Robust Copy Number Alteration Detection (RCNA).

Robust Copy Number Alteration Detection (RCNA)

RCNA is an R package used to detect the copy number alterations from the targeted panel sequencing data without matched controls.

Introduction

Copy number alteration (CNA) is a kind of mutation widely observed across a variety of tumor types. Recurrent CNAs in cancer cells have been identified as an important factor in cancer development, and somatic CNAs promote the development and progression of cancers by altering the gene expression levels. Sequencing of a panel of targeted genes is common for cancer research given the relatively low cost compared with whole genome sequencing and whole exome sequencing. However, detecting CNAs from targeted sequencing remains a challenge due to the limited breadth of the coverage and capture bias in different targeted regions. Here we describe a new method for robust method for copy number alteration (CNA) detection that is specially designed to detect CNAs from targeted sequencing of tumor samples without matched controls. In this method, sequencing coverage bias caused by GC content were corrected before CNA detection to eliminate the different performance on regions from different genes. This method was based on sequencing coverage data at base level that enable it to detect CNAs in small scale (e.g. exon level), and can be applied to the targeted sequencing dataset with a small number of gene panels.

Installation

For now this package is only offered through the GitHub page, pending further acceptance from CRAN or other repositories

You may install RCNA from CRAN using the following command:

install.packages("RCNA")

You may also install RCNA using devtools:

devtools::install_github("repo")`

Tutorial

This package contains tools to

• Estimate and correct for GC content bias in sequencing coverage.

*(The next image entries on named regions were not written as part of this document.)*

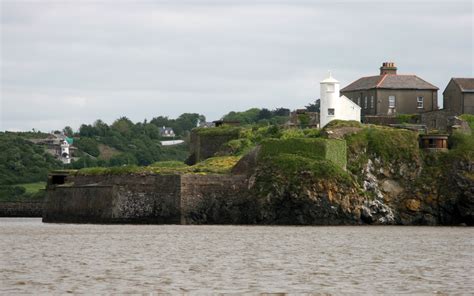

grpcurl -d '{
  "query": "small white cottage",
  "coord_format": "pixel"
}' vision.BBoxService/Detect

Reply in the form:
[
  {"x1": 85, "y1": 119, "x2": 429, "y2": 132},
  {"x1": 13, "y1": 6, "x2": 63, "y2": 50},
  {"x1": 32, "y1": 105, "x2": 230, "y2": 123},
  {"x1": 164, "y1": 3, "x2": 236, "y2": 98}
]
[{"x1": 319, "y1": 72, "x2": 361, "y2": 128}]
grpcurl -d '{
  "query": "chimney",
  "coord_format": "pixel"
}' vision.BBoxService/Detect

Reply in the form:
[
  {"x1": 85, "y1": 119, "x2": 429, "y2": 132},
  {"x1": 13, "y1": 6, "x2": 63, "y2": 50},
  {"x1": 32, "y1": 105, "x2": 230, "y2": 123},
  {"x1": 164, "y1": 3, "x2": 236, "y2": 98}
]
[{"x1": 380, "y1": 62, "x2": 397, "y2": 75}]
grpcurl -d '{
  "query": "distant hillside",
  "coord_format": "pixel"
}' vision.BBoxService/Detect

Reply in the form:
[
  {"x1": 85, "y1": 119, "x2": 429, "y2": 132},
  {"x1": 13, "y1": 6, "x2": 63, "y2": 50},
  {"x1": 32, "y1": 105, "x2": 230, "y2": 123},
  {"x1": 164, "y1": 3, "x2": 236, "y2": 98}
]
[{"x1": 0, "y1": 132, "x2": 62, "y2": 185}]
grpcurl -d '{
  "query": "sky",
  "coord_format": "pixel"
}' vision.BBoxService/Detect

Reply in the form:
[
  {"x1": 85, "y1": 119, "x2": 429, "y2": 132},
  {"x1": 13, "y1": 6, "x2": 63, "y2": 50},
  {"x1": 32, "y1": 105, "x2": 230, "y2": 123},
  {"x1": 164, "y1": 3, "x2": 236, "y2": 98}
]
[{"x1": 0, "y1": 0, "x2": 474, "y2": 131}]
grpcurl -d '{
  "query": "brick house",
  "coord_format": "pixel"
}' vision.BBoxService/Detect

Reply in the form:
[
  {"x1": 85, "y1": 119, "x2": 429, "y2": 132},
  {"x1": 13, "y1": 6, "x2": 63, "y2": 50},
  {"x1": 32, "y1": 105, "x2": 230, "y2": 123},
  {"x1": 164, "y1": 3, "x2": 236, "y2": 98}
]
[
  {"x1": 443, "y1": 78, "x2": 474, "y2": 115},
  {"x1": 341, "y1": 62, "x2": 438, "y2": 116}
]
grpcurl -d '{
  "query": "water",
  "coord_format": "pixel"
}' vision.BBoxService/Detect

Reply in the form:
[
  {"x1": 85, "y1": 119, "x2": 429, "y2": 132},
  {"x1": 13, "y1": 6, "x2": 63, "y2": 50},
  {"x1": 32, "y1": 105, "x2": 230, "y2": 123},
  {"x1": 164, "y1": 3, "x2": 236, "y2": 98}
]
[{"x1": 0, "y1": 218, "x2": 474, "y2": 294}]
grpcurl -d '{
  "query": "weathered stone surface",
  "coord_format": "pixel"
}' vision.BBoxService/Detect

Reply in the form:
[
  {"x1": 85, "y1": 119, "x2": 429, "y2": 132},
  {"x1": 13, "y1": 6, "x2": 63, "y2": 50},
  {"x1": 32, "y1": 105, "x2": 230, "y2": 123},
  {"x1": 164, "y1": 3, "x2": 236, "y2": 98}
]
[
  {"x1": 0, "y1": 200, "x2": 43, "y2": 217},
  {"x1": 405, "y1": 199, "x2": 421, "y2": 212}
]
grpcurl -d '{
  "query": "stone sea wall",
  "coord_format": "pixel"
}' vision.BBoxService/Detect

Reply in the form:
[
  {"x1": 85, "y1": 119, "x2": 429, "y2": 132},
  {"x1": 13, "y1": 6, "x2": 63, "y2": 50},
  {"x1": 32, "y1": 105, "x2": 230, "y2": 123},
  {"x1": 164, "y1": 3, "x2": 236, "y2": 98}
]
[
  {"x1": 0, "y1": 201, "x2": 43, "y2": 217},
  {"x1": 43, "y1": 175, "x2": 246, "y2": 224}
]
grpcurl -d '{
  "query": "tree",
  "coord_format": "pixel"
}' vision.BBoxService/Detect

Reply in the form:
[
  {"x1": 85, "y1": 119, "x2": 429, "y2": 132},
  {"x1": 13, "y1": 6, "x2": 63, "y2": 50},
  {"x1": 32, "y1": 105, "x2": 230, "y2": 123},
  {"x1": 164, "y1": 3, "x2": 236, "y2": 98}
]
[
  {"x1": 272, "y1": 108, "x2": 290, "y2": 116},
  {"x1": 257, "y1": 108, "x2": 272, "y2": 120}
]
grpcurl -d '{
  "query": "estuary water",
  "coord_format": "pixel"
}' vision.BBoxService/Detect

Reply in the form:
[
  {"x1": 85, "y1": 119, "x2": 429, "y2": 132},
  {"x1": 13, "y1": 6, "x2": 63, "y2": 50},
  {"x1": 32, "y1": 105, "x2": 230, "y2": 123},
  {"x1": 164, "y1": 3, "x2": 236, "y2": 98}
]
[{"x1": 0, "y1": 218, "x2": 474, "y2": 294}]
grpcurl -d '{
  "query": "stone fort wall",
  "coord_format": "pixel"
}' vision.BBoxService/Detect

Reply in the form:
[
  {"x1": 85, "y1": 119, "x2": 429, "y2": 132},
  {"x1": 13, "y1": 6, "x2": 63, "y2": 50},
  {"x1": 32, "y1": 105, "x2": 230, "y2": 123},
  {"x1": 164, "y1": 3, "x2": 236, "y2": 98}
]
[{"x1": 43, "y1": 175, "x2": 247, "y2": 224}]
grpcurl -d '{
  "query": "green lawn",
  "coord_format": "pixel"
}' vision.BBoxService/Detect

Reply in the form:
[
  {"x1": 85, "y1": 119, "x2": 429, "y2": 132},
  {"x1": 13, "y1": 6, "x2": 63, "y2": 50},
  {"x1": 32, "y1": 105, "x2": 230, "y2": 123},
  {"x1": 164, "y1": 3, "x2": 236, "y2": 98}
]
[{"x1": 15, "y1": 182, "x2": 46, "y2": 193}]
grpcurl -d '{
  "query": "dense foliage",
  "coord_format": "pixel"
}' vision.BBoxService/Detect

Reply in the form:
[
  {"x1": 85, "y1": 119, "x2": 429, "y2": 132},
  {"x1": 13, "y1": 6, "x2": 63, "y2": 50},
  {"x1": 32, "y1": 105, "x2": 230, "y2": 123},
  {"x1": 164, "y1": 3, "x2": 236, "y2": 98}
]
[
  {"x1": 222, "y1": 108, "x2": 290, "y2": 124},
  {"x1": 70, "y1": 113, "x2": 205, "y2": 169},
  {"x1": 0, "y1": 133, "x2": 61, "y2": 185}
]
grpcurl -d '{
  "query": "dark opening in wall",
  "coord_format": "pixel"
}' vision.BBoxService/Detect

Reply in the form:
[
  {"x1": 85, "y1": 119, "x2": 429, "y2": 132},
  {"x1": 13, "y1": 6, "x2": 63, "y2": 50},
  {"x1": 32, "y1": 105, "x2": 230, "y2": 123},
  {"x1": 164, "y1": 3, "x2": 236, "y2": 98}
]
[{"x1": 51, "y1": 175, "x2": 66, "y2": 185}]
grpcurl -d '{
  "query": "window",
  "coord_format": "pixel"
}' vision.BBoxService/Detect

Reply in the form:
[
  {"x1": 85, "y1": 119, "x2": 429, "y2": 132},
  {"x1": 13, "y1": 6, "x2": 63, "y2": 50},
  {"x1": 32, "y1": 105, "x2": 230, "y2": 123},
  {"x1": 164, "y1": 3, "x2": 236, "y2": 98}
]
[
  {"x1": 388, "y1": 96, "x2": 395, "y2": 108},
  {"x1": 416, "y1": 97, "x2": 423, "y2": 109}
]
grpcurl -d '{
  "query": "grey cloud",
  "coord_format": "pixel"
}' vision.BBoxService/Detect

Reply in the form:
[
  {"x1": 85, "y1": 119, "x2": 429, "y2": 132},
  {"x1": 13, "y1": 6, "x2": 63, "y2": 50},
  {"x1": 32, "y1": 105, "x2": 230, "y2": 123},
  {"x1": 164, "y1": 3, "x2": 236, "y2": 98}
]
[{"x1": 0, "y1": 1, "x2": 473, "y2": 130}]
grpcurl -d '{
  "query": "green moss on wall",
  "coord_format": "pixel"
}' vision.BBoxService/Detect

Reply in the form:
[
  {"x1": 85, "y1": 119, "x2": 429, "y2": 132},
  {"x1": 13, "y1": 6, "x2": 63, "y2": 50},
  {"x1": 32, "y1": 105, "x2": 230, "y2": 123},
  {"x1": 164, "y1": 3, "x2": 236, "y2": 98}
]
[
  {"x1": 346, "y1": 126, "x2": 420, "y2": 161},
  {"x1": 260, "y1": 138, "x2": 347, "y2": 168}
]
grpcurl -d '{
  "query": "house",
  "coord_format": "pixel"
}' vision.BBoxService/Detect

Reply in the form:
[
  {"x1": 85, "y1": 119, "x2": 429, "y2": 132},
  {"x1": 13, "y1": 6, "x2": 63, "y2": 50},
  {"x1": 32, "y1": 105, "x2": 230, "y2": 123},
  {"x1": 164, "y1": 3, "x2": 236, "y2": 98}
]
[
  {"x1": 160, "y1": 126, "x2": 175, "y2": 138},
  {"x1": 341, "y1": 62, "x2": 438, "y2": 116},
  {"x1": 285, "y1": 109, "x2": 319, "y2": 128},
  {"x1": 319, "y1": 73, "x2": 361, "y2": 128},
  {"x1": 443, "y1": 78, "x2": 474, "y2": 115}
]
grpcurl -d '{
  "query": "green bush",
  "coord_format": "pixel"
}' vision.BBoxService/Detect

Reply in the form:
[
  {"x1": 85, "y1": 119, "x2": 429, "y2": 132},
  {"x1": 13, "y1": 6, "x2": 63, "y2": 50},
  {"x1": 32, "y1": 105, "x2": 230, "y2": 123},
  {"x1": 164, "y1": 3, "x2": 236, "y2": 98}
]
[
  {"x1": 260, "y1": 138, "x2": 347, "y2": 168},
  {"x1": 74, "y1": 138, "x2": 100, "y2": 157},
  {"x1": 459, "y1": 114, "x2": 474, "y2": 130},
  {"x1": 346, "y1": 126, "x2": 420, "y2": 162},
  {"x1": 265, "y1": 153, "x2": 351, "y2": 184}
]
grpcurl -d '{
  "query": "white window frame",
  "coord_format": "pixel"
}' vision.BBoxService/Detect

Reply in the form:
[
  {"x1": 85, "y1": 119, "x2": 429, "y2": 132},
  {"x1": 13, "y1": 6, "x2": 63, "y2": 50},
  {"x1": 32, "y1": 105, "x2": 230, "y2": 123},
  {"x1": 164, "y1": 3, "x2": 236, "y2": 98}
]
[
  {"x1": 416, "y1": 96, "x2": 424, "y2": 109},
  {"x1": 388, "y1": 96, "x2": 397, "y2": 109}
]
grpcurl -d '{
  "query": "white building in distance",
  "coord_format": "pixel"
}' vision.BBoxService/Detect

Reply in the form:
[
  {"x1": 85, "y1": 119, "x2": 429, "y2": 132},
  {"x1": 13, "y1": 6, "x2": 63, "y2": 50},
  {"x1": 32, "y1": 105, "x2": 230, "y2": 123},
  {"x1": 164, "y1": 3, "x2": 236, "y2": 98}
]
[{"x1": 319, "y1": 72, "x2": 361, "y2": 128}]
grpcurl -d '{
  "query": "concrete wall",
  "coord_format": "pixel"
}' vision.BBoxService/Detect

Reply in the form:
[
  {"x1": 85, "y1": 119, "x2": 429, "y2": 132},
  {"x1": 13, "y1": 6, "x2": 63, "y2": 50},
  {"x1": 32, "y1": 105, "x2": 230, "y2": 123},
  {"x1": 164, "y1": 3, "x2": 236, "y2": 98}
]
[
  {"x1": 186, "y1": 127, "x2": 239, "y2": 165},
  {"x1": 377, "y1": 89, "x2": 438, "y2": 114},
  {"x1": 342, "y1": 89, "x2": 438, "y2": 116},
  {"x1": 341, "y1": 89, "x2": 377, "y2": 116},
  {"x1": 181, "y1": 175, "x2": 247, "y2": 224},
  {"x1": 420, "y1": 109, "x2": 456, "y2": 131},
  {"x1": 43, "y1": 175, "x2": 250, "y2": 224},
  {"x1": 443, "y1": 79, "x2": 463, "y2": 115},
  {"x1": 0, "y1": 201, "x2": 43, "y2": 217},
  {"x1": 463, "y1": 93, "x2": 474, "y2": 114}
]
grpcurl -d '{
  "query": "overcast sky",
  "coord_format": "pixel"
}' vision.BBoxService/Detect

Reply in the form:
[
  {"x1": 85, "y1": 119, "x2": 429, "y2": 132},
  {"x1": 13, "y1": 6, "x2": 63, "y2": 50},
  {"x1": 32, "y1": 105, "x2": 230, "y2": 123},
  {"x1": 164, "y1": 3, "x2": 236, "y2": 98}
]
[{"x1": 0, "y1": 0, "x2": 474, "y2": 131}]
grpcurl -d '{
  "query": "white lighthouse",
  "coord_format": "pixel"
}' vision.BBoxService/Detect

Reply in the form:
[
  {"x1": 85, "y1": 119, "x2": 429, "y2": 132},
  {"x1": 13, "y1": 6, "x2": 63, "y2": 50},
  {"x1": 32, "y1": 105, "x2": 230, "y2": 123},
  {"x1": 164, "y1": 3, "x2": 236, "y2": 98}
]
[
  {"x1": 319, "y1": 72, "x2": 361, "y2": 128},
  {"x1": 61, "y1": 140, "x2": 71, "y2": 164}
]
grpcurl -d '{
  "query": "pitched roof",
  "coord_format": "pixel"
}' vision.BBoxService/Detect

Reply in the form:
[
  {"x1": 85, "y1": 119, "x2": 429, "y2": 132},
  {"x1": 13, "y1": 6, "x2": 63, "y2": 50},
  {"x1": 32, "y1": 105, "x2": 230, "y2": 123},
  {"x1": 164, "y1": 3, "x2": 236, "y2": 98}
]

• Calculate normal karyotype range (CI) for CNA estimates

• Estimate copy number alteration (CNA) and report significant alterations.

In order to run RCNA you must have a sequence file that specifies position, base, and coverage, as well as an annotation file containing genes and their associated genomic intervals. Examples of these files can be found in the vignette.

The general workflow typically looks like

correct_gc_bias() -> estimate_nkr() -> estimate_feature_score()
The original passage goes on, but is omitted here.